I've been reading through programming with dplyr and trying to apply the ideas it describes in my work. I have something that works, but it's unclear to me whether I've done it in the "right" way. Is there something more elegant or concise I could be doing?
I have a tibble
where rows are scenarios and columns relate to tests that were run in that scenario. There are two types of columns, those that store a test statistic that was computed in that scenario and those that store the degrees of freedom of that test.

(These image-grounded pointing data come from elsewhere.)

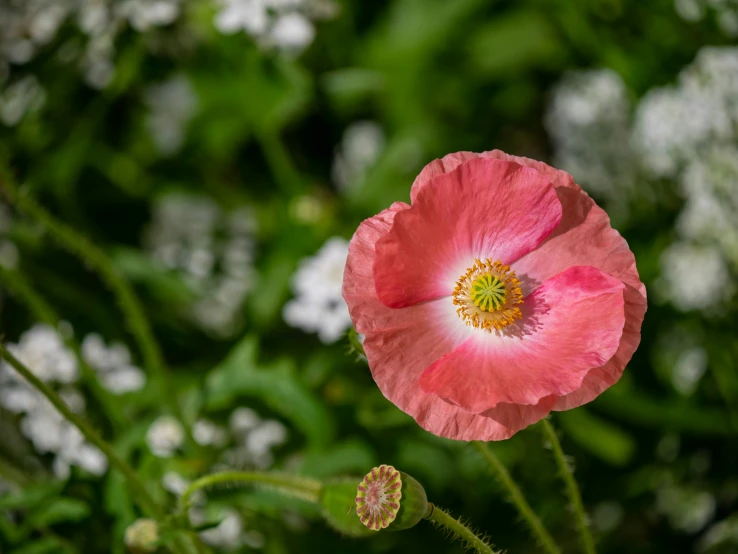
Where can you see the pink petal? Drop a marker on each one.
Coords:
(401, 344)
(584, 237)
(571, 324)
(482, 209)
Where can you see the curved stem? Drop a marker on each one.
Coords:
(572, 490)
(146, 501)
(98, 261)
(297, 487)
(442, 519)
(25, 293)
(515, 495)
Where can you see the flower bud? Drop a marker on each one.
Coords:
(390, 499)
(337, 500)
(142, 536)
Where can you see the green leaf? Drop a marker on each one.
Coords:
(30, 496)
(262, 93)
(351, 456)
(515, 43)
(603, 439)
(629, 404)
(163, 284)
(59, 510)
(276, 383)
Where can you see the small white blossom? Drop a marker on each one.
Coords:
(144, 14)
(174, 483)
(113, 365)
(20, 98)
(318, 305)
(673, 124)
(42, 350)
(254, 439)
(678, 263)
(171, 104)
(165, 436)
(207, 433)
(589, 121)
(269, 434)
(282, 24)
(243, 420)
(360, 148)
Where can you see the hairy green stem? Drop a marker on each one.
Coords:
(298, 487)
(25, 293)
(572, 490)
(515, 495)
(459, 530)
(280, 164)
(98, 261)
(137, 486)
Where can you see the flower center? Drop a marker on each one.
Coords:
(488, 295)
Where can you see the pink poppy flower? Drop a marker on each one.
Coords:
(500, 294)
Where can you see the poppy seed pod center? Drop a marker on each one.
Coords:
(488, 294)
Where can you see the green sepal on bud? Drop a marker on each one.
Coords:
(337, 502)
(390, 499)
(142, 536)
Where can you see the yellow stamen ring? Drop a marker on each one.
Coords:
(488, 295)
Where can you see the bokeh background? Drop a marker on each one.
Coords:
(221, 153)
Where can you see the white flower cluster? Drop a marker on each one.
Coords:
(726, 12)
(26, 26)
(164, 436)
(20, 97)
(254, 439)
(687, 133)
(42, 350)
(589, 121)
(690, 133)
(360, 147)
(171, 104)
(282, 24)
(8, 251)
(318, 305)
(113, 365)
(212, 250)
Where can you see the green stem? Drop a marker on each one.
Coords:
(442, 519)
(19, 287)
(572, 490)
(297, 487)
(280, 164)
(98, 261)
(146, 501)
(516, 497)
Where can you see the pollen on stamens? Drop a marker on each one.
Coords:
(488, 295)
(378, 497)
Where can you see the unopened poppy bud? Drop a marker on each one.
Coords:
(337, 501)
(142, 536)
(390, 499)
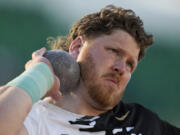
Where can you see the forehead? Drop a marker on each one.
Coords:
(118, 39)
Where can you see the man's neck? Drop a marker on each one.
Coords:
(77, 103)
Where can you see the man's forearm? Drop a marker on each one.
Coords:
(15, 104)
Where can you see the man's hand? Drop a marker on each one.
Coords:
(37, 57)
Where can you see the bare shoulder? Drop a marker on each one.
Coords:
(23, 131)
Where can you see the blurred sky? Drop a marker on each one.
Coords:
(161, 17)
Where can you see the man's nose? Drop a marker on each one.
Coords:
(119, 67)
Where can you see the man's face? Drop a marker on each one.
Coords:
(107, 63)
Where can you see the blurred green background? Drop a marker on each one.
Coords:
(25, 26)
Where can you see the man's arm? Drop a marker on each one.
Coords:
(17, 97)
(15, 104)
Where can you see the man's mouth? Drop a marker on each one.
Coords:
(113, 81)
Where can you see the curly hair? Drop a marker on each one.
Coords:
(104, 22)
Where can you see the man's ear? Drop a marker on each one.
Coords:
(75, 47)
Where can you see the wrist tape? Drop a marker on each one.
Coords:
(36, 81)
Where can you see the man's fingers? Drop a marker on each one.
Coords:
(27, 64)
(39, 52)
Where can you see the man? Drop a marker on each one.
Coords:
(107, 45)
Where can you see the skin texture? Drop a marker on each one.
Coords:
(15, 103)
(107, 63)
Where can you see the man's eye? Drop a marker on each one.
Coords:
(130, 64)
(113, 50)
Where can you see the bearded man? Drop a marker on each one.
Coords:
(107, 45)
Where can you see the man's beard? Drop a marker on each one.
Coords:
(103, 96)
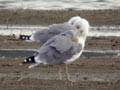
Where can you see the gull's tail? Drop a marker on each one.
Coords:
(31, 60)
(24, 37)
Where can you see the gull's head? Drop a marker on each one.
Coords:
(82, 25)
(73, 20)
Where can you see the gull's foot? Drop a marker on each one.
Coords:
(70, 81)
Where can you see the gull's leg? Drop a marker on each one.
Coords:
(59, 71)
(66, 70)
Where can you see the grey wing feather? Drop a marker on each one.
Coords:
(59, 28)
(43, 35)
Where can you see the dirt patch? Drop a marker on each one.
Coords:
(88, 73)
(92, 43)
(45, 17)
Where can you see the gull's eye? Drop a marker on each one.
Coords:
(72, 23)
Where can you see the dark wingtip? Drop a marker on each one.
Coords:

So, here's a small, toy example of the type of data I have:
library(tidyverse)
set.seed(27599)
my_tbl <- data_frame(test1_stat = rnorm(12), test1_df = rep(x = c(1, 2, 3), times = 4),
test2_stat = rnorm(12), test2_df = rep(x = c(1, 2, 3, 4), times = 3))
I want to compute a summary of each test that will be based on both its stat
and its df
. My example here is that I want to compute the median stat
for each group, where groups are defined by df
. The groupings are not guaranteed to be the same across tests, nor are the number of groups even guaranteed to be the same.
So, here's what I've done:
get_test_median = function(df, test_name) {
stat_col_name <- paste0(test_name, '_stat')
df_col_name <- paste0(test_name, '_df')
median_col_name <- paste0(test_name, '_median')
df %>%
dplyr::group_by(rlang::UQ(rlang::sym(df_col_name))) %>%
dplyr::summarise(rlang::UQ(median_col_name) := median(x = rlang::UQ(rlang::sym(stat_col_name)), na.rm = TRUE))
}
my_tbl %>% get_test_median(test_name = 'test1')
my_tbl %>% get_test_median(test_name = 'test2')
This works. But is it how an experienced rlang
user would do it? I am new to NSE, and a bit surprised to be using two nested rlang
functions repeatedly (UQ(sym(.))
).
I am happy using UQ
rather than !!
, just because I'm more comfortable with traditional function notation.
Based on the comments, I got rid of the namespace::function
notation and now my function doesn't look so verbose:
get_test_median = function(df, test_name) {
stat_col_name <- paste0(test_name, '_stat')
df_col_name <- paste0(test_name, '_df')
median_col_name <- paste0(test_name, '_median')
df %>%
dplyr::group_by(UQ(sym(df_col_name))) %>%
dplyr::summarise(UQ(median_col_name) := median(x = UQ(sym(stat_col_name)), na.rm = TRUE))
}